When I arrived at Workspace Education in Bethel, Connecticut, founder and executive director Cath Fraise said she needed to go get her class started. She was back in five minutes and then spent the next hour with me. The students, she said, didn’t need much from her. They knew what they were supposed to be working on and had access to the resources they needed.

As we toured the beautifully renovated barn, I saw a number of spaces that looked a lot like Google’s offices, but nothing that looked like a traditional classroom. In addition to the increasingly predictable “makerspace,” they have a lunchroom/library, a performance theater and DJ room, a sewing and craft room, a science lab, a virtual reality room, a working wood shop, small tutoring spaces, workspaces for parents and teachers, a beanbag-filled viewing room for watching video-based instruction and movies, and many other multi-use spaces. Kids were coming and going throughout the day. I saw a band practicing, two students working together with two adults in the lab doing a science experiment, kids working independently online, a martial arts class, and a group of four students and an adult working on a humanities project.

I was here because a friend had recommended I go see what he called the “WeWork of education” — a space for students to learn, but not a school.

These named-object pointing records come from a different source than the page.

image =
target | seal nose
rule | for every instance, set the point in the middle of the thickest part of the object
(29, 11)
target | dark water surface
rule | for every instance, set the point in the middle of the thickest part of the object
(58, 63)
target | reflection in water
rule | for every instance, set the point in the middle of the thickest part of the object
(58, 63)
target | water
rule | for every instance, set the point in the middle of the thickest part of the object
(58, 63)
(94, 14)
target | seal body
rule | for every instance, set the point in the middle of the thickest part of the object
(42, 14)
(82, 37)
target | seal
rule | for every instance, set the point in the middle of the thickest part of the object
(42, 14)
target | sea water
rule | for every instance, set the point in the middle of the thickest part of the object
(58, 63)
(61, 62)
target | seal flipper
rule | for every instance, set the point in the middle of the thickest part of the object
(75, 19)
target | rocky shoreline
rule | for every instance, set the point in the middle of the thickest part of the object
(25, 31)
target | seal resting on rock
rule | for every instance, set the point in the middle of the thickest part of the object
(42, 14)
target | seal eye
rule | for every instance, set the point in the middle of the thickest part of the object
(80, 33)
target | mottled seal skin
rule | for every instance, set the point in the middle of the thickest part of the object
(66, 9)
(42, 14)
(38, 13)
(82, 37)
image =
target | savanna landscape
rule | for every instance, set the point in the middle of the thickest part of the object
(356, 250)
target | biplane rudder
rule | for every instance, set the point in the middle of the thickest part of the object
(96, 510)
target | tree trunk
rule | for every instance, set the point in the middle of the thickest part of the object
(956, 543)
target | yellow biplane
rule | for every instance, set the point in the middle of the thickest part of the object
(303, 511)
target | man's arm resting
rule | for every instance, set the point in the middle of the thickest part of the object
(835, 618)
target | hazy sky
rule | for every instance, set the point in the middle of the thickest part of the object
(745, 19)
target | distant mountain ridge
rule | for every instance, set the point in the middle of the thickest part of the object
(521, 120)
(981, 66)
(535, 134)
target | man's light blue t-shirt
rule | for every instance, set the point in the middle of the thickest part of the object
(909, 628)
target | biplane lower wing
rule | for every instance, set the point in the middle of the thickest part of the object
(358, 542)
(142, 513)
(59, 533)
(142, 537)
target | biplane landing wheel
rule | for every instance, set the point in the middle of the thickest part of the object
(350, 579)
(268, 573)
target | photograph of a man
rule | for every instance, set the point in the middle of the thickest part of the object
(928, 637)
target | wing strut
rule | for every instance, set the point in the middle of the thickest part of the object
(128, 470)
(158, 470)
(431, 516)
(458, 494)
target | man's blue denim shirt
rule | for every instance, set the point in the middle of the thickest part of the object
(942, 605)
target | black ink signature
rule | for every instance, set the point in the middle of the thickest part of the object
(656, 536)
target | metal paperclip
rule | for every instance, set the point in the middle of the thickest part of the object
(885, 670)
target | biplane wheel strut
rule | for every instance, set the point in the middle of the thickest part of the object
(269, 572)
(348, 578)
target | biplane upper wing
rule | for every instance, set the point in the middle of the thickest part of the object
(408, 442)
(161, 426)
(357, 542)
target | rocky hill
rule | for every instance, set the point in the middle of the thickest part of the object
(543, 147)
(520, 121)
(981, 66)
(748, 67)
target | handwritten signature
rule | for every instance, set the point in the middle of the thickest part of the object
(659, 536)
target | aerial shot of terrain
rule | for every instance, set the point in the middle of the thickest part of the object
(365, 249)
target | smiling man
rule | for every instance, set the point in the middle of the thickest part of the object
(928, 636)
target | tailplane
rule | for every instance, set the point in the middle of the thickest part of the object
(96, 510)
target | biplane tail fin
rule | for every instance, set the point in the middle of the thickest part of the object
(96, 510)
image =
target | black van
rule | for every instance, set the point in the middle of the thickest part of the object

Workspace opened a little more than a year ago, at first serving a small number of homeschool families but now serving more than 70 students (spanning K-12 age ranges), at least half of whom came from public schools. Families purchase a membership at Workspace (just under $5,000 per student per year and $1,000 for each additional child). The membership buys them access to the learning spaces, community events like dances and musicals (social opportunities homeschool families can’t otherwise get), and access to a trove of curricula, assessments, a Dream Director who helps students plan and develop their ideas and helps them manage social and emotional dynamics, a curriculum specialist who helps families sort through the array of options available and manage and prepare their college transcripts, and a technology wizard.